Hedge fund risks to the global financial system

For now, the Archegos crisis appears contained. But the event underscores that even as banks have been heavily buttressed with additional capital since the credit crisis in 2008, there are players, like hedge funds and other investors, taking massive risks and regulators have little insight into their activities.

It also shows how difficult it is to monitor and contain the leverage, or borrowed money, that big time financiers use to amplify their bets. One way to do that is through derivatives like the ones Archegos appears to have used, said Craig Pirrong, a finance professor at the University of Houston. “Investment bankers and others find ways to expend people credit in one way or the other,” he said. “It’s inherent in the financial system, and it certainly escaped the attempts of legislature and regulators to control for a very long time.”

One way to deal with that concern is to force derivatives into a clearinghouse. The idea is to put all those trades into one centralized place, making it easier to monitor the buildup of risks and borrowing across different kinds of players (instead of allowing that information to be fragmented among a bunch of banks who may not know what each is doing). This isn’t practical for many types of derivatives, Rodriguez Tous says, as clearinghouses can only handle contracts that are standardized. Banks and hedge funds often need the flexibility that can only come from specialized, bespoke contracts to hedge their risks and make bets. And clearinghouses, it’s worth remembering, also make margin calls.

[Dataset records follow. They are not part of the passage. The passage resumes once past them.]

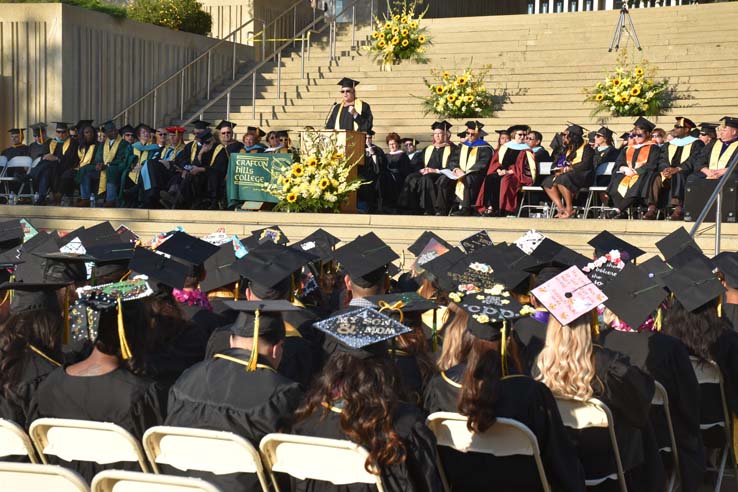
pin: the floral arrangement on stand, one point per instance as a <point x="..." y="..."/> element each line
<point x="398" y="36"/>
<point x="460" y="95"/>
<point x="632" y="89"/>
<point x="319" y="182"/>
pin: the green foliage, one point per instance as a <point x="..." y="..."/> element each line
<point x="180" y="15"/>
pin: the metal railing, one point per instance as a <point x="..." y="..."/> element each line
<point x="195" y="79"/>
<point x="329" y="17"/>
<point x="716" y="198"/>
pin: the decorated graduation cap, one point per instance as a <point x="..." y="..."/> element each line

If there was an easy answer, hedge fund blowups wouldn’t still be rippling through the financial system, decades after Long Term Capital Management, another firm that used piles of borrowed money to make bets, had to be rescued. But it’s an area that deserves further scrutiny and, despite the challenges, perhaps more transparency: Rodriguez Tous notes that the last credit crisis emanated from banks—a sector authorities had much more information about than they do about hedge funds.